Which would, of course, really change the scope of the setting and the relationships between the races / gods.
I prefer my aliens to be alien. I'd be extremely surprised if the humaniod form was dominant on other planets, in the Earwaverse or IRL.
The Humanoid form appears to have cropped up at least twice in two separate examples on Earwa, Men and Nonmen...
"Seem to". I think this notion comes from the fact that our view of Nonmen comes from the men who came in after they where already defeated. I think the young nonmen of eons past worshiped Gods i a manner similar to men.
Good point.
Its mentioned in the books that Nonmen cannot see paintings, which is why they only do carvings. Take from that what you will.
I feel like their colors are largely muted or near-grayscale, with perhaps some exceptions with bronze or copper {the Copper Tree of Siol, etc.}. Color has significant implications for language and communication though, at least for Men. So for Nonmen their muted world's characteristics would have to be read in entirely alien ways.... i.e.. a mineral would not reveal itself to be copper or bronze just by noting its color, they would have to deduce its mineral properties in some other fashion.
I'd have to look up this part and read it again to answer this. Or you could provide a quote and/or reference so I can be as lazy as possible 
Upraised palms braced his every step. Blank eyes studied his every angle. The Nonmen who had authored this place possessed more than a fascination with the living form; it had been their obsession. Everywhere, they had cut their image into the dead stone about them, transforming the suffocating weights that hemmed them in into extensions of themselves. And Kellhus realized: the mansion itself had been their devotional work--their Temple. Unlike Men, these Nonmen had not rationed their worship. They did not distinguish between prayer and speech, idol and statue ...

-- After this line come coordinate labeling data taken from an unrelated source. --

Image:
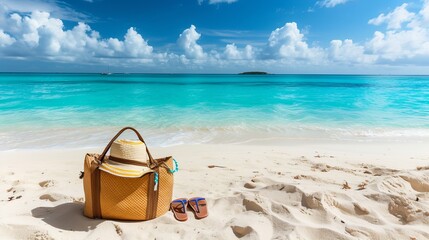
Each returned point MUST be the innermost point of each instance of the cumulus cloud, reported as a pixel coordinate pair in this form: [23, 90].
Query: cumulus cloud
[394, 19]
[232, 52]
[348, 52]
[188, 42]
[399, 43]
[58, 9]
[331, 3]
[403, 38]
[288, 42]
[39, 34]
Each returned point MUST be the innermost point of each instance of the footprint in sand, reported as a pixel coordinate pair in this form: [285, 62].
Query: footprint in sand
[55, 197]
[47, 183]
[40, 236]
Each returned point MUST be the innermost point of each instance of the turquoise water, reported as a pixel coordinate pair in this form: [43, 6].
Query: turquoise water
[80, 109]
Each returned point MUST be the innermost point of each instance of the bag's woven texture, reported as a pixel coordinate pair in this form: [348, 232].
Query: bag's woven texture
[126, 198]
[165, 188]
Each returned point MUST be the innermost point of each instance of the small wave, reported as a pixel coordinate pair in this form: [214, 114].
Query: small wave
[84, 137]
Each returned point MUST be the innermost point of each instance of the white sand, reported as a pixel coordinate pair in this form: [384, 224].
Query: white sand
[293, 191]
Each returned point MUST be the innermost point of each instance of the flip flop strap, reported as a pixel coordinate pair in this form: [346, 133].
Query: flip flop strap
[196, 200]
[183, 204]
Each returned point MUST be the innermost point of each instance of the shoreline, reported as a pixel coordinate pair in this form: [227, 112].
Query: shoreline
[259, 192]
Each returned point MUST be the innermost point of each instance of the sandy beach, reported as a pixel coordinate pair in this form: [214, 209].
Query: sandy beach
[300, 190]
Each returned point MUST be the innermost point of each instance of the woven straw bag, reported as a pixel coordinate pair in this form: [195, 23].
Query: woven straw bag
[109, 196]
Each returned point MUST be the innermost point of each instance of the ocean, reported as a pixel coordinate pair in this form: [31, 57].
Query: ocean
[85, 110]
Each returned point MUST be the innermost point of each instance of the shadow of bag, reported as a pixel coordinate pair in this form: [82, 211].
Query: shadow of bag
[110, 196]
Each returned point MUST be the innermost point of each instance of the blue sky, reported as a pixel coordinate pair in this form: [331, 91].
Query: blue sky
[215, 36]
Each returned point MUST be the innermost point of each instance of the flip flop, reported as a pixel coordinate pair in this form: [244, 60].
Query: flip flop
[178, 207]
[199, 205]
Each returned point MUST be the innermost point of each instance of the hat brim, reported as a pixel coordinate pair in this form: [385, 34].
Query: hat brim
[123, 170]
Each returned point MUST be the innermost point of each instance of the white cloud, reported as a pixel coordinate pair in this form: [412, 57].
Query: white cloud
[135, 45]
[331, 3]
[288, 42]
[402, 40]
[58, 9]
[424, 12]
[41, 35]
[233, 53]
[403, 43]
[188, 42]
[348, 52]
[394, 19]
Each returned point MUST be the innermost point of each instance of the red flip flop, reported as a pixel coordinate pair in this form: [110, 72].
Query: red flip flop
[199, 205]
[178, 207]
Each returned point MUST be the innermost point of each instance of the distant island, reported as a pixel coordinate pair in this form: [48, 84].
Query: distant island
[253, 73]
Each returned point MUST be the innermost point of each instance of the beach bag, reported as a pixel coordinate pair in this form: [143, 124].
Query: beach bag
[127, 189]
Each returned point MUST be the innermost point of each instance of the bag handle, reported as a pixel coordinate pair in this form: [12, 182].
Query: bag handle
[101, 157]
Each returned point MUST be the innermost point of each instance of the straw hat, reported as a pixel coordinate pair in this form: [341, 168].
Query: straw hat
[128, 158]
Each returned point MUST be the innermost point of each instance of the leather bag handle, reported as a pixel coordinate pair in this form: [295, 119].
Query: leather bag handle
[101, 157]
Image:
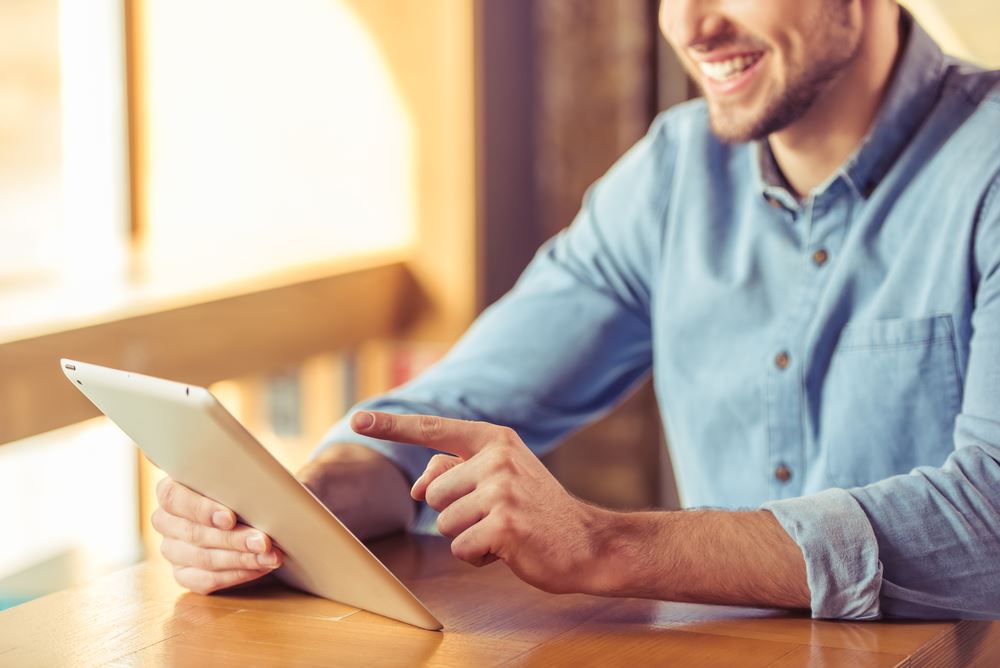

Which spoke to their terror.
{TTT, p. 316-317, RSB}
Bakker's emphasis in italics, mine in bold.The Nonmen do not sequester religion / worship into a certain societal niche, all of their activities are religious / worshipful in nature. They are obsessed with the living form, beyond mere fascination, and this indicates their terror.... But terror of what? Terror of being flesh and blood? Or terror of the living form's connection with the Outside, and the potential of Damnation?